Traiamo dal libro “Marescalciae” del 1490 alcuni prodotti “orientali” di grande utilità definiti “droghe”, cannella, rafano, ginepro, noce moscata, liquirizia, zenzero, pepe bianco e nero i quali venivano somministrati esclusivamente per via orale e senza un dosaggio pre-definito(posologia). Tenuto conto dell’elevatissimo costo che avevano a quei tempi le spezie, viene da pensare che la quantità di spezie da somministrare al cavallo malato venisse definita in base alla quantità di danari che poteva spendere il proprietario dell’animale. I primi anni del 1700 furono testimoni di grandi innovazioni nel campo della veterinaria, infatti il Senato Bolognese nel 1695 su istanza dell’ ARTE DEI FABBRI aveva reso obbligatorio per tutti coloro che volessero intraprendere la professione di Maniscalco l’obbligo a sostenere un esame di “abilitazione”. Fu in questo contesto di grandi trasformazioni che nacquero in Europa le prime scuole di veterinaria, prima fra tutte quella di Lione fondata dal nobile Claude Bourgelat il 16 febbraio 1762. Seguirono l’esempio Alfort (1765), Vienna (1768), Torino (1769), Copenaghen (1773), Padova (1774), Bologna (1784), Ferrara (1786) ecc.
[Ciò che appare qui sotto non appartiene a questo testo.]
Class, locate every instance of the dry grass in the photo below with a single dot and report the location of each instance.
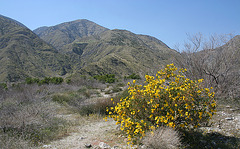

In questi anni ed esattamente nel 1790 un medico Tedesco, Christian Friederich Samuel Hahnemann formulava per primo la dottrina dell’ Omeopatia che si basava su di un concetto di Paracelso (1493-1541) secondo cui; “similia similibus” vale a dire, cose simili vengono curate con cose simili. Nel 1820 Johann Joseph Wilhelm Lux veterinario contenporaneo di Hahnemann inizia un lungo processo di studi e applicazioni cliniche contribuendo alla diffusione dell’omeopatia nella veterinaria. Visti i grandi fermenti di questa nuova scienza medica il 29 gennaio 1891 fu emanato il Regio decreto del Ministro dell’Istruzione Pubblica Boselli che sanciva un unico regolamento per tutte le Regie Scuole Superiori di Medicina Veterinaria. La scienza veterinaria si incamminava così a grandi passi nel nuovo secolo fino al suo “periodo d’oro” che vide dal 1925 in poi scoperte ed innovazioni a ciclo continuo come, vitamine, steroidi (cortisone), dieuretici, tranquillanti e sedativi, grazie a questi ultimi ritrovati venne resa la professione meno rischiosa da parte delle donne facilitandone l’inserimento.
Terminiamo questa retrospettiva con il nome VETERINARIO che deriva da “medico degli animali” ed introdotto per primo dallo scrittore Romano Flavio Tullio Vegezio intorno al 400d.C. cadde poi in disuso per tanti anni fino al 1761 quando la Scuola di Lione prima in Europa riprese definitivamente il termine ora arrivato ai giorni nostri.